John Pace
  • Home
  • About
  • Contact

​​
​
Data Scientist, husband, father of 3 great daughters, 5x Ironman triathlon finisher, just a normal guy who spent a lot of time in school.
Let’s explore data science, artificial intelligence, machine learning, and other topics together.

Is it really an egg roll?

10/24/2019

0 Comments

 
Picture

Yesterday, I taught a computer vision workshop.  In the section about image classification, I had the attendees train a deep learning model that could correctly classify images of the letters A, B, C, E, and H.  To build the model, they started with another previously trained model.  This is known as "transfer learning."  More specifically, transfer learning is a method where a model developed for a task is reused as the starting point for a model on a second task.  It is an optimization that allows rapid progress or improved performance when modeling the second task.
​
Picture
Examples of some of the letters used to train the models

One of the models that could be used as a starting point had been trained on images of Chinese food.  My colleague, Joe Jurak, Senior Storage Infrastructure Architect at Mark III Systems, asked if his newly trained model for classifying letters could correctly classify images of Chinese food as well, even though it had not included any pictures of Chinese food in the data set. He was in fact starting with a model that had been trained on images of Chinese food so it should be able to identify Chinese food.  Logically, it makes sense, right?  I explained that the pre-trained model of Chinese food he started with was simply the weights and biases that were produced during that initial training and did not include any of the classes - the names of each type of food.  By starting with those weights and biases, training the letter classification model could be sped up and optimized.

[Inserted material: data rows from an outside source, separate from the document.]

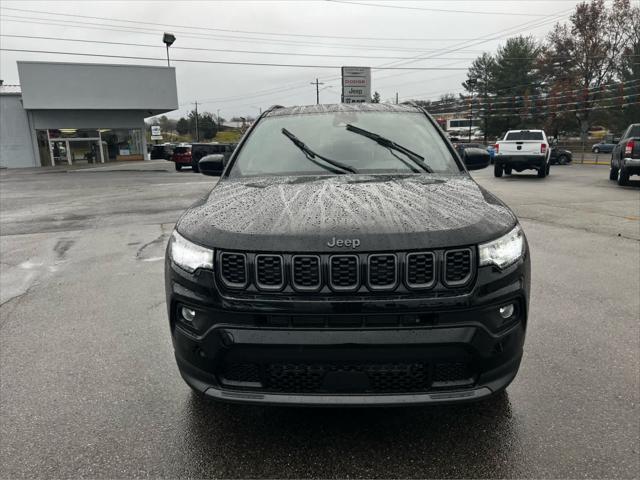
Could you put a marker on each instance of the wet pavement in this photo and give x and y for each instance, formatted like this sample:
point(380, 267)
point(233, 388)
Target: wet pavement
point(89, 387)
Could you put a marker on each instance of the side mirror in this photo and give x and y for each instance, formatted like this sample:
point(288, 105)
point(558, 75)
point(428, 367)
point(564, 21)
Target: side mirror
point(476, 158)
point(211, 165)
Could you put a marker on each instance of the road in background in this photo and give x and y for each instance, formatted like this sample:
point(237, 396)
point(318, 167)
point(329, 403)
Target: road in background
point(89, 386)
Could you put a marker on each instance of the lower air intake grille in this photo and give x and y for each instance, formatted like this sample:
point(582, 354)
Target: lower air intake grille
point(241, 372)
point(344, 272)
point(233, 269)
point(457, 267)
point(372, 377)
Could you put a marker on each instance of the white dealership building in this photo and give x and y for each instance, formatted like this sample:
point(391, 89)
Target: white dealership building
point(72, 113)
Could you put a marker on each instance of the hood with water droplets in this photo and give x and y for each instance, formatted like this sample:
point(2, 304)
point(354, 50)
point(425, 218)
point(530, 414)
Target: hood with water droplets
point(303, 214)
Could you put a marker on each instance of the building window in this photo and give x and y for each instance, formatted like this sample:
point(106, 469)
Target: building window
point(123, 144)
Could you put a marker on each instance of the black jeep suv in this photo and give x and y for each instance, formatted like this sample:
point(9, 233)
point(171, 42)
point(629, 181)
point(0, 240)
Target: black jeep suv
point(346, 257)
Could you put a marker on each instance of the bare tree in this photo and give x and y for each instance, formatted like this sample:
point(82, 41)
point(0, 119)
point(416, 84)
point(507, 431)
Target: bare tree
point(587, 53)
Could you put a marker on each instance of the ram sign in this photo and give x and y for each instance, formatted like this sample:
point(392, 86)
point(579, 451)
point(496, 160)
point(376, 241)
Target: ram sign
point(356, 84)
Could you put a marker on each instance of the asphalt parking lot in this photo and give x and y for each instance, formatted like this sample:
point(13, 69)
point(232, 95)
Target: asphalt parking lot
point(89, 386)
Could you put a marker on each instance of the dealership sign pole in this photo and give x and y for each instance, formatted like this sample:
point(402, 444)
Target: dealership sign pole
point(356, 84)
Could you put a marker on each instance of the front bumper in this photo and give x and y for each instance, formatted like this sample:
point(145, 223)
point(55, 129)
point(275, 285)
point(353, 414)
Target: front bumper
point(632, 165)
point(350, 351)
point(521, 161)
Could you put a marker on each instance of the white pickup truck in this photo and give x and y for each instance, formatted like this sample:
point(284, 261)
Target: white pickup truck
point(521, 150)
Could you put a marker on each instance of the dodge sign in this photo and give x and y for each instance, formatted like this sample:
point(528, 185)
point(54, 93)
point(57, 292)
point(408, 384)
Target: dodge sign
point(356, 84)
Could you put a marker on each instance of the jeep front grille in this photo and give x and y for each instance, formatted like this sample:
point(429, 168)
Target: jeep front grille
point(306, 272)
point(382, 271)
point(233, 269)
point(442, 272)
point(269, 272)
point(457, 267)
point(343, 272)
point(421, 270)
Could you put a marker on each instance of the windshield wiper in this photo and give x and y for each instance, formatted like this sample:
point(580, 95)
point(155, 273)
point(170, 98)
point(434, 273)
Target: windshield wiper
point(391, 145)
point(338, 167)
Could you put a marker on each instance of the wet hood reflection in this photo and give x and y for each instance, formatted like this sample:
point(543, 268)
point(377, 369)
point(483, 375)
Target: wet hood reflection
point(383, 211)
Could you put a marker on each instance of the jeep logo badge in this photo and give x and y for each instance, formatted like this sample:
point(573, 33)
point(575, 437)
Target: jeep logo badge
point(348, 242)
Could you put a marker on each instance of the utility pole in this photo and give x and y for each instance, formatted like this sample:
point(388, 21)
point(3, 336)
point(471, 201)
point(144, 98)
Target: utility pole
point(317, 84)
point(472, 82)
point(197, 132)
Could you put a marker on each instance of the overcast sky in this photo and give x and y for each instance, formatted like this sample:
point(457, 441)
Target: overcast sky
point(305, 32)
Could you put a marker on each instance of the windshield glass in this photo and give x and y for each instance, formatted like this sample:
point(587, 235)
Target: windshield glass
point(524, 135)
point(269, 152)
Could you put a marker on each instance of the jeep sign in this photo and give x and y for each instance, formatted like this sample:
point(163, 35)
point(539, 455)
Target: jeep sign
point(356, 84)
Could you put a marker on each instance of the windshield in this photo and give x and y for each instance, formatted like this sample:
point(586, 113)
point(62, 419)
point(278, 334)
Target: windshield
point(524, 135)
point(269, 152)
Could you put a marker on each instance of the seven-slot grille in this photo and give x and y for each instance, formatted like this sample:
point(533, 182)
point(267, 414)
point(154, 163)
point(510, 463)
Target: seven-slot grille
point(457, 266)
point(343, 272)
point(233, 269)
point(438, 269)
point(421, 272)
point(269, 272)
point(382, 271)
point(306, 272)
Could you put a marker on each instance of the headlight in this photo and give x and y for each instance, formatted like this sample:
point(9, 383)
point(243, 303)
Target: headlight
point(187, 255)
point(504, 251)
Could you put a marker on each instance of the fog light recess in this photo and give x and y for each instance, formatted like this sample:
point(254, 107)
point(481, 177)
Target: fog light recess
point(507, 311)
point(188, 314)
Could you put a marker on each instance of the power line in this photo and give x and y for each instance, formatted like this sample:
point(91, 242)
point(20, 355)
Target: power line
point(497, 100)
point(252, 32)
point(190, 34)
point(430, 9)
point(257, 52)
point(217, 62)
point(604, 107)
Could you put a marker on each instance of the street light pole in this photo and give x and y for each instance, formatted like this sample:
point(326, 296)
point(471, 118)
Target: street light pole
point(168, 39)
point(317, 84)
point(197, 132)
point(471, 83)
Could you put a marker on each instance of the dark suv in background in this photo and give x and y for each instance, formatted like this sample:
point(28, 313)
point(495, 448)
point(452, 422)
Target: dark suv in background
point(347, 257)
point(199, 150)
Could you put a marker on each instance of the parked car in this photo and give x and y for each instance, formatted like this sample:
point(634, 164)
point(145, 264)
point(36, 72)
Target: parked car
point(476, 149)
point(603, 147)
point(625, 158)
point(560, 156)
point(199, 150)
point(181, 156)
point(521, 150)
point(346, 257)
point(492, 153)
point(162, 151)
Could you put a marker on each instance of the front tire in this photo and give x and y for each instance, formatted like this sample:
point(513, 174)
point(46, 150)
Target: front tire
point(542, 171)
point(623, 177)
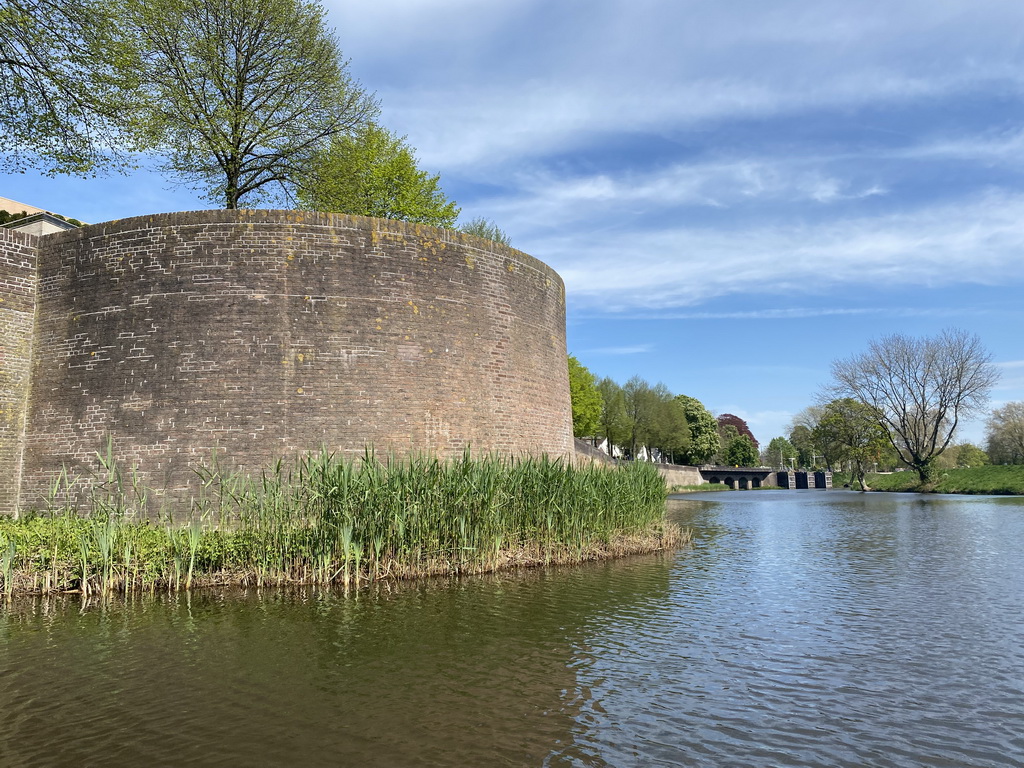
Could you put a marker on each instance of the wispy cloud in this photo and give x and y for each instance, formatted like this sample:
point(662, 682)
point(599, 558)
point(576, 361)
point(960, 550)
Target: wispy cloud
point(787, 313)
point(976, 242)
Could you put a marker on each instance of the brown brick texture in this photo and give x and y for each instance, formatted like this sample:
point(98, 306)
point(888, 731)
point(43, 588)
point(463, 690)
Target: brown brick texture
point(17, 303)
point(262, 334)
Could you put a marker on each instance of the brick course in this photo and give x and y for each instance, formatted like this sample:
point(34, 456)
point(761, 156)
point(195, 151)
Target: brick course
point(260, 334)
point(17, 304)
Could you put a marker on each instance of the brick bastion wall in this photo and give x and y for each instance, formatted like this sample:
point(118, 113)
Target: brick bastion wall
point(17, 306)
point(262, 334)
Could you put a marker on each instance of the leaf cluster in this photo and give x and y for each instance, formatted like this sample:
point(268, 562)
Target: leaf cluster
point(372, 172)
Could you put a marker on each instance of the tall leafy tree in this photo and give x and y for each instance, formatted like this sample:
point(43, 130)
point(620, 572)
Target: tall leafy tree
point(244, 93)
point(739, 424)
point(613, 424)
point(704, 431)
point(585, 398)
point(740, 452)
point(373, 172)
point(487, 229)
point(920, 389)
point(778, 453)
point(641, 413)
point(802, 440)
point(671, 433)
point(70, 95)
point(853, 431)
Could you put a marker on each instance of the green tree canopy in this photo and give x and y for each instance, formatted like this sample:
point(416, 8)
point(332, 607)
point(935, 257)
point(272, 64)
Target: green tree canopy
point(243, 94)
point(613, 424)
point(670, 432)
point(801, 438)
point(778, 453)
point(487, 229)
point(853, 432)
point(70, 95)
point(704, 443)
point(373, 172)
point(1005, 433)
point(740, 452)
point(586, 399)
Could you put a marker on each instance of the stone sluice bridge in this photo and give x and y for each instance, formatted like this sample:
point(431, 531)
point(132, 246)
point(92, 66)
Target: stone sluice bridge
point(756, 477)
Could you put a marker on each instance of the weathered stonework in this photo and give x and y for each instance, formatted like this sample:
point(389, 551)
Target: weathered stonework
point(17, 304)
point(261, 334)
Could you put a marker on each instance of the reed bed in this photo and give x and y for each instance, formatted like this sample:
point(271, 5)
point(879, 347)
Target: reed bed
point(331, 519)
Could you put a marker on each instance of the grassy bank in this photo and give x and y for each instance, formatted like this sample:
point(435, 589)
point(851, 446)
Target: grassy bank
point(328, 519)
point(995, 480)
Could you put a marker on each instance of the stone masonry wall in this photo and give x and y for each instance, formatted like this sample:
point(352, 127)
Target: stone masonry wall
point(17, 302)
point(260, 334)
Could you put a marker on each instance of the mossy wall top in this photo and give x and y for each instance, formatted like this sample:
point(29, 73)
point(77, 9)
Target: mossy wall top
point(260, 334)
point(17, 305)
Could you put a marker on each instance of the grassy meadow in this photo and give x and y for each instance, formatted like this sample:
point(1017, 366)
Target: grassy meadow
point(995, 480)
point(331, 519)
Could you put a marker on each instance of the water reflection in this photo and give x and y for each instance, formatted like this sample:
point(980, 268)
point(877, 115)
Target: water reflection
point(470, 672)
point(802, 629)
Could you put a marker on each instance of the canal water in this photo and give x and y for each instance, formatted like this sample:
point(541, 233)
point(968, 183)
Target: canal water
point(802, 629)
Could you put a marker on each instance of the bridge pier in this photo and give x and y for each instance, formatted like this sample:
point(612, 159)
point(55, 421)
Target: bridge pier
point(744, 478)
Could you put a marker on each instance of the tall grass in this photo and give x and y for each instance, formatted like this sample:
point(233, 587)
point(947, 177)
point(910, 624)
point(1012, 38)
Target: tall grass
point(327, 518)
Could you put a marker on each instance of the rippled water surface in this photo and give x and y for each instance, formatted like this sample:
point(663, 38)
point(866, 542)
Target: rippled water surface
point(803, 629)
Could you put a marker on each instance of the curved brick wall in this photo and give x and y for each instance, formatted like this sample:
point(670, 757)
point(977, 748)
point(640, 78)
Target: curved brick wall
point(264, 333)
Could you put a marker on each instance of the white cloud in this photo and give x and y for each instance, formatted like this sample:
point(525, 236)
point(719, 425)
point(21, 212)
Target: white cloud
point(976, 242)
point(480, 85)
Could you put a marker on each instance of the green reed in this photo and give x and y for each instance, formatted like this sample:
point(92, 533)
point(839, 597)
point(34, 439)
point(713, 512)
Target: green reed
point(328, 518)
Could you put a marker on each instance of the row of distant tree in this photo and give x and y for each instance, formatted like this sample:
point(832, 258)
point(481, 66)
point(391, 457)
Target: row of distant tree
point(638, 420)
point(248, 101)
point(898, 406)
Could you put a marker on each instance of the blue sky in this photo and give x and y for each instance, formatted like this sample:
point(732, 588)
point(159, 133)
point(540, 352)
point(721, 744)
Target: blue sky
point(735, 194)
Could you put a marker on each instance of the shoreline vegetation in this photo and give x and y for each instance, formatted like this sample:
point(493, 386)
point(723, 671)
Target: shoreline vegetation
point(334, 520)
point(986, 480)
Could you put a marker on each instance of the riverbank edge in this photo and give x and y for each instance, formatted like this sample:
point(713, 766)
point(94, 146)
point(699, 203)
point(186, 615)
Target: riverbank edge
point(658, 537)
point(986, 480)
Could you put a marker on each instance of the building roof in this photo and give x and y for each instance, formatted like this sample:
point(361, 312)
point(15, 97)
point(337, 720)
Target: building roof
point(12, 206)
point(39, 223)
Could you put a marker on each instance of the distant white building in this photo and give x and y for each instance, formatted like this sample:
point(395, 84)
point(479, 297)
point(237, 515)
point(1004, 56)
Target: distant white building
point(37, 221)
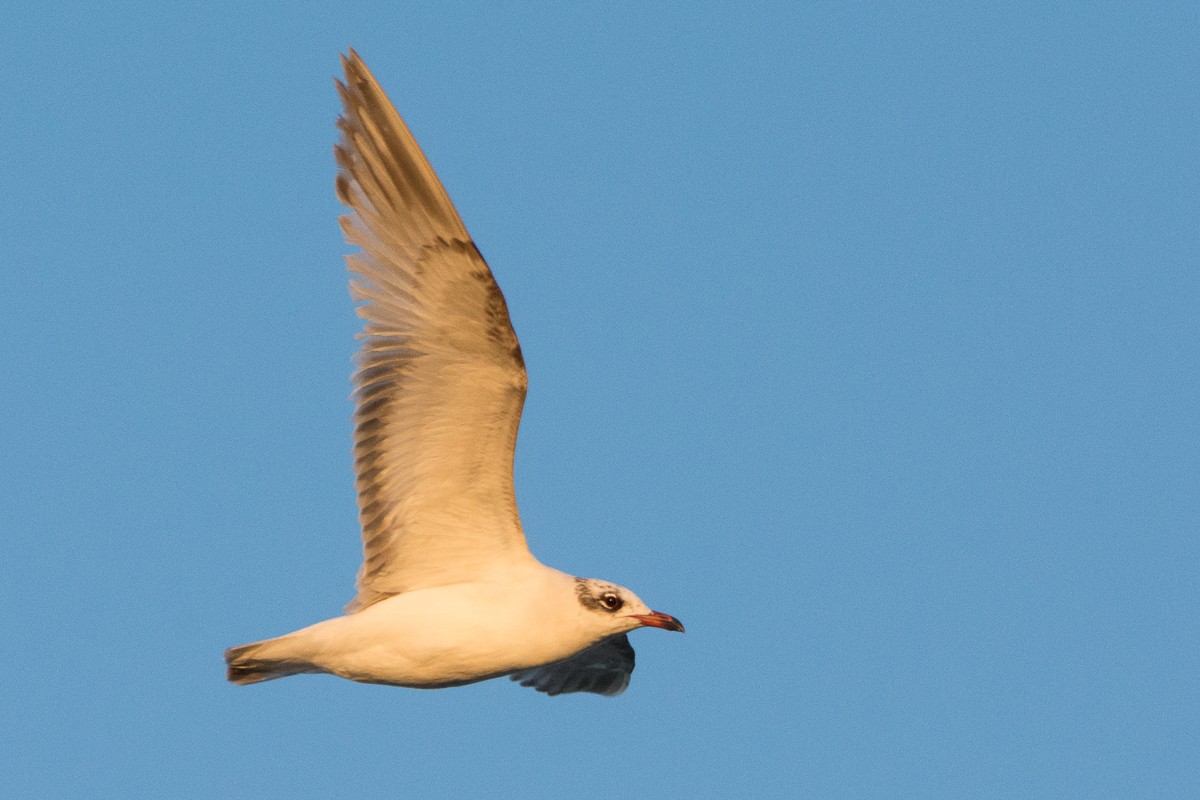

To test what I had said, Joe did the following experiment:
​
  1. Downloaded 5 pictures of egg rolls and labeled them as egg rolls.  There were already 100 pictures of each of the letters in the data set.
  2. Retrained his model to now include 6 classes:  A, B, C, E, H, and egg roll.
  3. Performed inference using a picture of an egg roll.

What Joe found was that when performing the inference using a previously unseen image of an egg roll, the image was correctly classified as an egg roll with high confidence.  Since there were so few images of egg rolls in comparison with the letters, didn't that mean some knowledge of the shape of an egg roll was being conveyed from the pre-trained model?

I had Joe conduct the following experiment to test his hypothesis.  He found a picture of a hot dog, which looks similar to an egg roll, and performed inference on it using his newly trained model.  It was classified as an egg roll with high confidence.  It made sense that it would be classified as an egg roll since it has a similar shape, but the confidence level of the prediction was very high.  It should not have been.  Was it possible that the hot dog was classified as an egg roll because it was the only thing in his data set that looked similar to a hot dog?  He then tried using an image of a dog, something that did not look similar to an egg roll.  To his surprise, it classified the dog as an egg roll with high confidence.  Looking at the heat map that showed which part of the image the model used to determine that it was an egg roll, he discovered that it was the dog's tail that was causing the classification.  Clearly the dog should not have been classified as an egg roll, rather it should not have been classified as anything.  He tried another picture of dog, one without a long tail, and it was not classified as anything.  Thus, the conclusion was that the hot dog and dog with a long tail were being classified as an egg roll because they looked more like an egg roll than a letter, not because the model was using previous information about the characteristics of egg rolls.

This simple experiment underscores a very important principle in data science.  A model can predict something with very high confidence, but be completely incorrect.  Thus, high confidence during inference does not always mean that the model is good.    Conversely, low confidence does not always mean the model is bad.  We may just need more training data or to modify hyperparameters.  We must always go back and do sanity checks on our results instead of just taking it for granted that our model is good or bad.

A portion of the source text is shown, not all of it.